Flushed with success at stumbling through Joplin's labyrinthine syncopation (if a bit like an inebriated yak, nonetheless recognizably), I decided to pick up Over the Rainbow again, which I had set aside a couple of months ago because I didn't feel I had the skills to play it with the proper speed. It really moves you around the keyboard. Now that my skills have improved I decided to take another whack at it. Will these aforementioned skills pay the bills? No, but they may get me through Harold Arlen's ballad about someone dreaming of a better place beyond a dreary little town where nothing happens.
I produced the coffee-stained pages at my last lesson, since teacher was thumbing through my Classics to Moderns book looking for some other knuckle-buster to keep me going (and I haven't properly learned the lovely Schumann piece The Wild Horseman yet--it's played entirely staccato and so far I play it as you might a bawdy lay at an Irish Wake.

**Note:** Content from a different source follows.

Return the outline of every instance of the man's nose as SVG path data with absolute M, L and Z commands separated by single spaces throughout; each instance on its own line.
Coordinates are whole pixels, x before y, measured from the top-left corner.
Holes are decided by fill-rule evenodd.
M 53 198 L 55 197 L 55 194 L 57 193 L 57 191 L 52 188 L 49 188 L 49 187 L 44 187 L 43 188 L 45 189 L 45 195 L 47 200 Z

And when I say "Lay" I use the term in both the musical and physical sense of the word; in other words I do to poor Schumann what Wagner did to Dresden. So rather than commit a ten-fingered assault upon another composer's work and disturb his eternal rest in the afterlife, I made a preemptive strike and asked about Rainbow. We discussed efficient fingering to help enhance the velocity of my playing.
It's taken me about three days to decide I have reasons for optimism. I had learned most of the piece before; this wasn't the problem. It was playing it at speed. At this point it's much smoother and melodious than it was before. My familiarity with the keyboard has increased and I can find the positions almost instinctively. It's very cool. My calcified brain still has a few neurons firing.